Epigenetic Co-Regulation of Genes with Engineered Sensor-Actuator Proteins

CBE Department Seminar
Karmella Haynes
Assistant Professor of Biomedical Engineering
Emory University
Online via WebEx: https://rensselaer.webex.com/rensselaer/onstage/g.php?d=1207823066&t=h
Wed, November 11, 2020 at 12:00 PM
Password to event is CBESeminar

Mounting evidence from genome-wide comparisons of chromosome packaging and gene expression in healthy versus cancer cells suggests that epigenetic hyper-repression, rather than genetic mutation in many cases, supports cancer aggressiveness. Aberrant behavior of the chromatin system (genomic DNA, and nuclear RNA and proteins) has been implicated as a driver of metastasis and drug resistance. Since the early 1990’s small compounds have been used to disrupt hyper-repressed chromatin to simultaneously activate sets of therapeutic genes in cancer cells. However, it is difficult to customize the biological activity of these small compound inhibitors, and they do not directly mediate RNA PolII activity at silenced tumor suppressor genes. To address these limitations, our lab has designed synthetic reader-actuator (SRA) fusion proteins that bind epigenetic marks within chromatin. The first SRA we have designed and tested in cancer cells, “Polycomb-based transcription factor” (PcTF), reads histone modifications through a protein-protein interaction between its N-terminal Polycomb chromodomain (PCD) motif and trimethylated lysine 27 of histone H3 (H3K27me3).
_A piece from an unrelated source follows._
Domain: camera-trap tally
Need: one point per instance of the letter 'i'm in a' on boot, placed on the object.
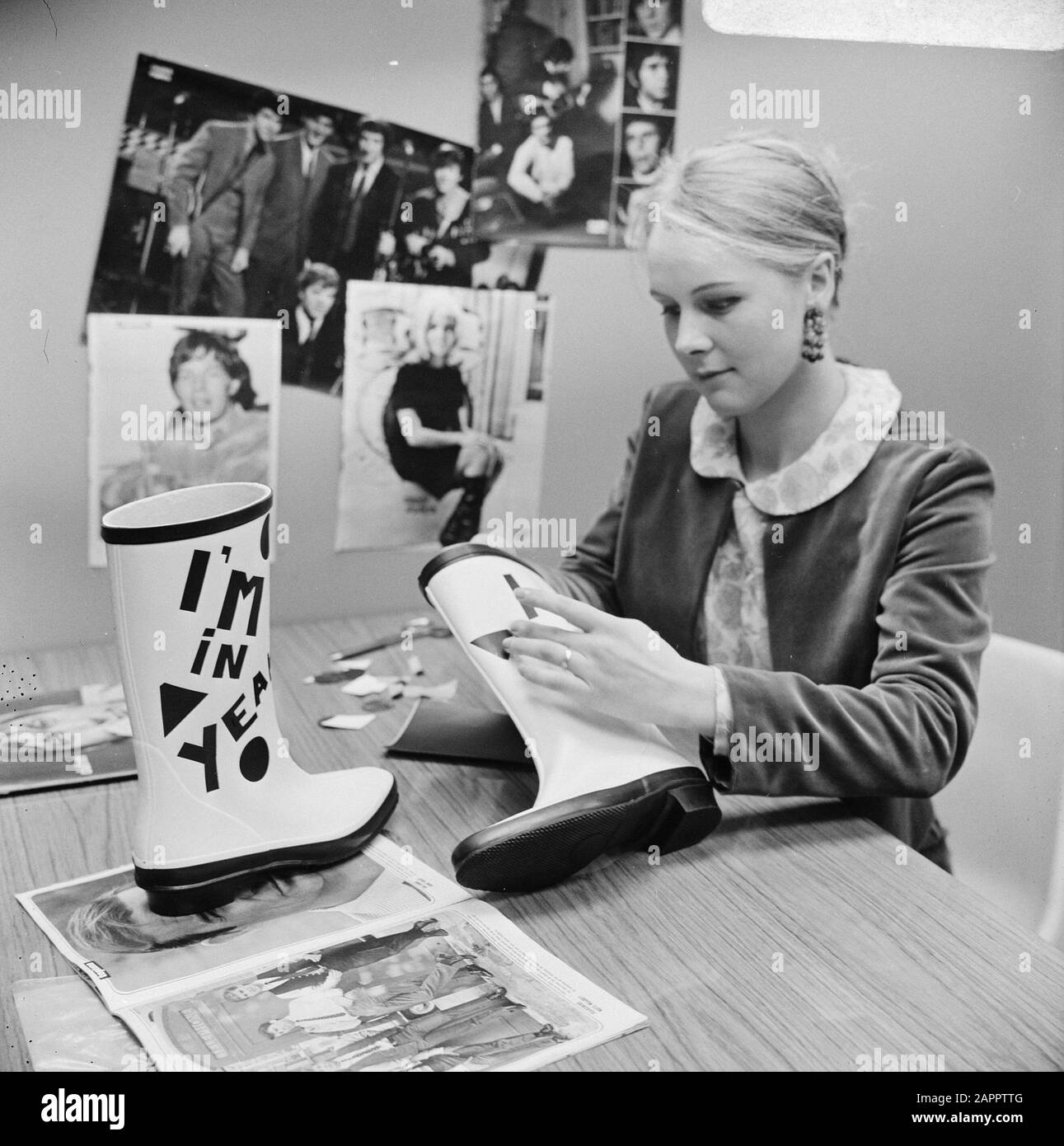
(220, 807)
The C-terminal VP64 domain of PcTF recruits endogenous activators to silenced targets. We identified a set of 104 genes that become consistently activated from 24 - 72 hours after PcTF-overexpression in a triple negative breast cancer cell line (BT-549). To enhance the activity of SRAs in cancer cells, we investigated tunable parameters. We discovered that enhancing the avidity of the H3K27me3 binding domain with tandem human wild-type PCDs increases target gene activation in a model cell line (HEK293). We are developing a miniaturized on-chip cell-free protein expression array to rapidly screen a library of PCD variants produced by site saturation mutagenesis. We believe that peptides that specifically interact with epigenetic marks are a key, complementary approach to overcome barriers to the advancement of epigenetic cancer therapy.

Photo of Dr. Haynes

Karmella Haynes is an Assistant Professor of Biomedical Engineering at Emory University. She earned her Ph.D. studying epigenetics and chromatin in Drosophila at Washington University, St. Louis. Postdoctoral fellowships at Davidson College and Harvard Medical School introduced her to synthetic biology. Her Davidson HHMI postdoc fellowship project on bacterial computers was recognized as “Publication of the Year” in 2008 by the Journal of Biological Engineering. Today, her research aims to apply the intrinsic properties of chromatin, the DNA-protein structure that packages eukaryotic genes, to engineer proteins and nucleic acids that control cell development. After Dr. Haynes joined the faculty at the Emory School of Medicine in 2019, she received an NIH R21 grant (2019) to develop new protein engineering and computational tools for cancer epigenetics, and launched the annual NSF-funded AfroBiotech conference. She is a founder and instructor of the Cold Spring Harbor Summer Course on Synthetic Biology, a member of the national Engineering Biology Research Consortium (EBRC), and Advisor and Judge Emeritus for the annual International Genetically Engineered Machines (iGEM) competition. She has been a featured guest on PBS NOVA (2020) and PRI’s Science Friday (2016), and her work has been profiled in Forbes magazine (2020).